Just as Peter, James and John were witnesses to the transformation of Jesus Christ on a mountaintop, and they witnessed the appearance of Elijah and Moses talking with Jesus, may we also be transformed by faith in the light of God’s countenance, and through this epiphany may we be changed, transformed into his likeness, never to be the same again. And, as we read the Law and the Prophets, may our eyes always be open to see Jesus anew over and repeatedly. (Mark 9:2-9)
Frederick Douglas can be described as a prophet of freedom, justice and hope. He was a prominent American abolitionist, author and orator. He was the first black citizen to hold a high government rank. He was born a slave in 1818 on a Maryland plantation. He was taught the alphabet by a slave holder’s wife in his early years. He later learned to read by reading newspapers, the Bible, religious pamphlets, magazines and anything he could get his hands on to read. He contended that education was the ticket to freedom. Douglas escaped on a train bound for the East Coast. He later bought his freedom with the help of friends in New York City.

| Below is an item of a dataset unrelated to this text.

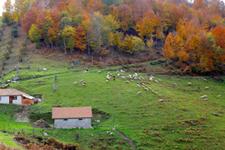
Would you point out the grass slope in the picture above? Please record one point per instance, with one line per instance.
(175, 118)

Douglas published an influential black newspaper for 16 years, and developed an international reputation as a speaker and writer. His first book was a book of writings and essays for young readers. He also authored an autobiography that he updated 5 times during his life. In a famous speech, he compared black slavery in America to Psalm 137, where the children of Israel were forced “to sit down by the rivers of Babylon and there to sing the Lord’s song in a strange land. “He broke away from just supporting abolitionism and supported women’s rights and immigrant and refugee rights, “newcomers” to America. Douglass famously said, “I would unite with anybody to do right and with nobody to do wrong.”
Douglas supported The Union army and President Lincoln in the Civil War in 1861. He also became an adviser to President Lincoln and later served as an Ambassador to Santa Domingo and Haiti. Frederick Douglas is an example for us all as someone that fought for justice for all, slaves, minorities, and those that are oppressed. He spoke of mercy, reconciliation justice, freedom and hope. He had an epiphany of a new world where justice, mercy and hope prevailed.
In our readings, today, we read about Moses and his mountain top experiences with God. Moses was told to come up to meet God on the mountaintop. So, Moses set out with his assistant, Joshua, and went up into the mountain of God. Joshua was a devotee to Moses, and he was set on attaining the mantle of the Holy Spirit that was so evident in the life of his mentor and leader Moses. As the narrative develops, Moses and Joshua are on Mount Sinai together. Sometimes Moses is summoned to meet with God, face to face, and alone, but sometimes Joshua is permitted to accompany him. A few chapters later in Exodus, Moses would enter the “Trent of Meeting” to meet with God, and when he would leave the tent, Joshua would stay behind. “And God spoke with Moses face-to-face, as neighbors speak to one another. When he would return to the camp, his attendant, the young man Joshua, stayed—he didn’t leave the Tent”. (Exodus 33:11)
If you follow the narratives about leadership and leadership development from Scripture we see a pattern of leaders spending time with their devoted followers, disciples in training. Examples include Elijah and Elisha, Moses and Joshua, Paul and Timothy, and Jesus and his closest disciples. Three of these disciples mentioned more than others are Peter, James and John.
The Gospel story of Jesus taking Peter, James and John to the top of a mountain, and on this mountaintop, they have an epiphany, and this epiphany changes their lives. They see Jesus transfigure before their eyes, and they see Moses, who represents the Law (the Pentateuch) and Elijah, who represents the prophets. This encounter of the Divine Kind, changes their lives forever. (Mark 9:2-9)
God wants us all to have an epiphany, to join into that endless epiphany of recognizing Christ in our lives, of allowing the Holy Spirit to rest on us, the same Spirit that rested on Moses and Elijah, to allow the power and the authority of God to lead us in this journey toward Heaven. Epiphanies transform and change us and make us whole. Just as our example of Frederick Douglas, we have the anointing of Elijah to preach the gospel of freedom, the gospel of mercy, the gospel of justice, the gospel of reconciliation, the gospel of hope, hope for a better tomorrow, hope for a better today, hope that injustices can be turned and brought into the favor of those that are marginalized and mistreated.
One of Frederick’s young followers asked him for advice on how to continue the works of bringing the message of freedom and justice to the world. He told him to never take freedom for granted. There will always be a fight, and if there is no fight, no turmoil and no hard work, then the future will not change. He also left three words to this young prodigy: “Agitate, agitate, agitate!” Change comes with work, and without the action there will be no change.
May we all have this hope for justice, mercy and love; and to walk humbly with our God as we do our part to bring transformation to our world, just as the Holy Spirit is bringing justice and transformation and hope into our lives. Let us all be transmitters of that Beacon of Hope, Christ the Light of the World.